Aviation Day 2019

The SANSA Space Weather Regional Warning Centre has been selected by ICAO to provide space weather services to the global aviation sector. Dr Rendani Nndanganeni, SANSA Space Weather Researcher, Teboho Nxele, SANSA Space Weather Scientist and Mpho Tshisaphungo, SANSA Space Weather Practitioner, all keep a close eye on the Sun and provide critical space weather information to the aviation sector.

The South African National Space Agency is the key custodian of two essential aspects of aviation – the ‘standard reference’ compass against which all aircraft compasses are calibrated, and the provision of space weather forecasts and warnings.

SANSA was recently appointed by the International Civil Aviation Organisation (ICAO) to provide vital space weather services to enable the  aviation industry to comply with crucial recommendations.

Ground based support and aircraft are vulnerable to space weather impacts, primarily in four key areas: communication, navigation, aircraft avionics and radiation exposure. Recognising the need to mitigate space weather impacts on aviation, ICAO passed a recommendation in 2014 regarding the development of space weather information and its integration into global air traffic environment information systems. Such information can only be acquired from designated space weather information providers, which now includes SANSA.

This means that every aircraft flying across the continent’s airspace will rely on SANSA for space weather information as part of its flight planning.

“High frequency radio communication, as well as ground and air-based navigation systems, can be affected or knocked out entirely by space weather storms. Delicate electronics can also be damaged, and radiation exposure poses a hazard for crew and passengers, especially for long haul flights,” says SANSA Managing Director, Dr Lee-Anne McKinnell. Space weather can also have a major knock-on effect on airlines and airports.

The SANSA Space Weather Regional Warning Centre has been providing the national aviation sector and other stakeholders with vital early warnings and forecasts on space weather conditions since its establishment in 2010.

Space weather monitoring is essential for the improved understanding and forewarning of solar events that could lead to severe space weather on Earth. Although impending space weather cannot be halted, constant monitoring allows for industries that may be affected to go on standby and provides important scientific information to utilise in making necessary decisions.

SANSA will collaborate with the Pan-European Consortium for Aviation Space Weather User Services (PECASUS) f to provide benefit for the country through improved access to international models and expertise, as well as providing European space weather providers with an African perspective.

Former Minister of the Department of Science and Technology, Mmamoloko Kubayi-Ngubane unveiled the upgraded SANSA Space Weather Centre based in Hermanus in the Western Cape in April 2018. This centre has set the stage for SANSA’s new role as a leader in space weather safety for the global aviation sector.

Over the next few years, SANSA will be working closely with the Air Traffic Navigation Service, the South African Weather Service, the Civil Aviation Authority and other applicable aviation partners to investigate the implications of the ICAO amendments to the South African aviation sector.

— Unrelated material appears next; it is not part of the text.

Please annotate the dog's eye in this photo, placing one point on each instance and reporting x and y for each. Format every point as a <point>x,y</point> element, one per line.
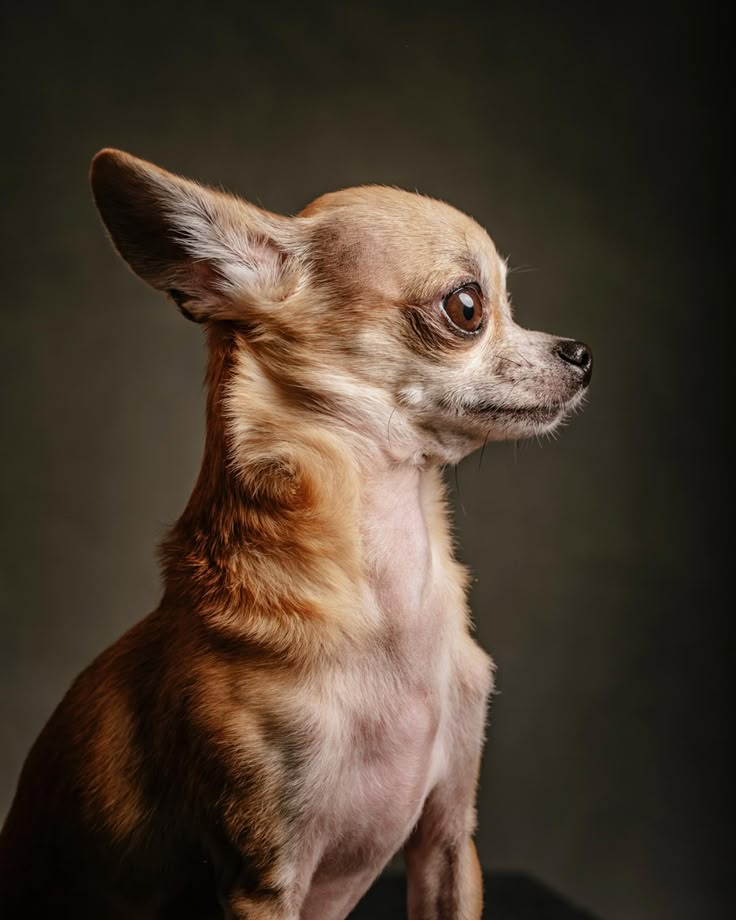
<point>464,308</point>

“We need to ensure that the aviation industry understands the risks related to space weather, what to look out for and what to expect. SANSA will ensure that decision-makers in the industry are properly informed and empowered,” says Dr McKinnell.

The other key competency of SANSA with direct relevance to general aviation is compass accuracy. Despite the rise of modern navigation systems such as GPS and radio aids, compasses are still an essential component of aircraft navigation equipment. Electrical systems may fail, but the Earth’s magnetic field never does. However, it is continuously changing and that requires constant monitoring to determine the degree of compass variation at any specific place.

All aircraft compasses must therefore be swung at predetermined intervals, usually at the annual Mandatory Periodic Inspection or at any time when the magnetic properties of an aircraft have changed, by for instance the installation of new equipment or a direct lightning strike. SANSA’s facility in Hermanus is the only SACAA accredited South African facility that offers this type of service with the necessary expertise and facilities to perform training in the compass swing procedure on-site.

“SANSA has been presenting training courses on the execution of compass swings to the South African Air Force for more than 20 years and recently hosted a five day Compass Swing Training Course and a three day Compass Swing Refresher Course. These courses are presented by SANSA engineers and physicists who have many years of relevant magnetic navigation ground support experience,” says Dr McKinnell.

This Aviation day, SANSA celebrates the role the agency plays in providing critical services to the aviation sector in order to ensure safe and secure air travel.